1) I think it's fair to say that breast cancer, more so than other cancers, is a highly publicized (seen any NFL games in October recently?) and emotionally-charged disease. It tends to "hit home", so to speak, more than getting a diagnosis of melanoma, for example.
2) Patients are also poorly educated about the sensitivity/specificity of screening mammography. In general, they believe that if their mammogram was clean then there's no way they could have cancer.
3) Somewhere around 20% of cancers had a finding on the previous year's mammogram seen only in retrospect. That's just the reality and limitations of the technology, but it's also a proverbial playground for plaintiffs attorneys.
4) Breast imagers tend to have a more clinically oriented job. They "see" patients, perform clinical breast exams, and do lots of biopsies. In some cases, radiologists are the ones who are informing the patient of their diagnosis. For radiologists who like a bit of clinical medicine, this can be a positive, but many radiologists got into this field to get away from seeing patients.
5) To be good at breast imaging, you need to do it a lot. It's generally not a great idea to structure one's schedule such that you only cover mammo once or a few times a month. So, it's something that you have to like enough to be willing to do it a couple of times a week, ideally.

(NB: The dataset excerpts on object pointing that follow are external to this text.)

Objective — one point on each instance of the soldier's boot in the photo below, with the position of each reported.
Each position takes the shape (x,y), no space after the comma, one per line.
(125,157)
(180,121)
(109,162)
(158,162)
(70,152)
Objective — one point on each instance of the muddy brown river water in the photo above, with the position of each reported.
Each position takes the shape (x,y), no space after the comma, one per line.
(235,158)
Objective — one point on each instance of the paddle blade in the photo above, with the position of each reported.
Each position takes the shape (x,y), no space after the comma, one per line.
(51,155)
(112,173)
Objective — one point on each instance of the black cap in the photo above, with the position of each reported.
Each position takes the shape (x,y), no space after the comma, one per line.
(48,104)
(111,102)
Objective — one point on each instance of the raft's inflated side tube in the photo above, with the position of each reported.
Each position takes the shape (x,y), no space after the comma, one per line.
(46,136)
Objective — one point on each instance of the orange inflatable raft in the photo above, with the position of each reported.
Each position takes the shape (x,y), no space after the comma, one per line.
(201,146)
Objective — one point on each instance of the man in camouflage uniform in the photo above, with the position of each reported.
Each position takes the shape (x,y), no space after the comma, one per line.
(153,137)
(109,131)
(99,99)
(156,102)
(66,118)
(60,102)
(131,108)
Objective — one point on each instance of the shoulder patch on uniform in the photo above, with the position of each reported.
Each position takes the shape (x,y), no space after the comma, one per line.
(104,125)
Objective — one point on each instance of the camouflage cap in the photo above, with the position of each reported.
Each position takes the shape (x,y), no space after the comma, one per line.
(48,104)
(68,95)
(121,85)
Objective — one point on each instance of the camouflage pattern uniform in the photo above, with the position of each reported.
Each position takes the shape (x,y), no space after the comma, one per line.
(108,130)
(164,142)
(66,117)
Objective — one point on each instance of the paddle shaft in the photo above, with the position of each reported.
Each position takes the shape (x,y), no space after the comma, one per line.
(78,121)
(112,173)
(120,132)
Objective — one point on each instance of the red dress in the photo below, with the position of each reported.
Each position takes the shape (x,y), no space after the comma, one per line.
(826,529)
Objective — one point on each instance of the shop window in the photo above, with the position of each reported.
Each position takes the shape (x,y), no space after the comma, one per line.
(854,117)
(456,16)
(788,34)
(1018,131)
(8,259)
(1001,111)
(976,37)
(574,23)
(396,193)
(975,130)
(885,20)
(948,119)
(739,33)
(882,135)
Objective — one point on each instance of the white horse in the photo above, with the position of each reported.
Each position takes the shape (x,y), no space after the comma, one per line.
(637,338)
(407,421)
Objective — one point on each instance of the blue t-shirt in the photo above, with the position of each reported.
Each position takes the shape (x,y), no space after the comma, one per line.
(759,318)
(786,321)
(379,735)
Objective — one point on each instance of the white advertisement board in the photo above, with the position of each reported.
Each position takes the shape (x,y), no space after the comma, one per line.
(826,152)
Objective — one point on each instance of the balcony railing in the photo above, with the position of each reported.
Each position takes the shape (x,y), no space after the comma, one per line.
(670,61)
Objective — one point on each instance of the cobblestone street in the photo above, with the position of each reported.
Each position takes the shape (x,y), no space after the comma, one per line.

Combined, it adds up to a highly litigious work environment filled with emotionally-charged patients that don't understand how it's possible they have breast cancer when last year's mammogram was negative.
I still remember the first time I told a woman following a diagnostic work-up that her calcifications were not definitely benign (BIRADS 4B) and we were going to recommend a stereotactic biopsy. The pretest probably for cancer in this scenario is somewhere around 10%, and if it had been cancer, it would have an early-stage, amenable to breast conservation therapy with a very high survival rate. She started sobbing uncontrollably, as if I had just given her the diagnosis of a terminal cancer.
To put it in terms that non-radiologists might understand, imagine a CBC coming back with a high platelet count and saying you'd like to do a bone marrow biopsy, then having the patient burst into tears because all they heard is that they have CML.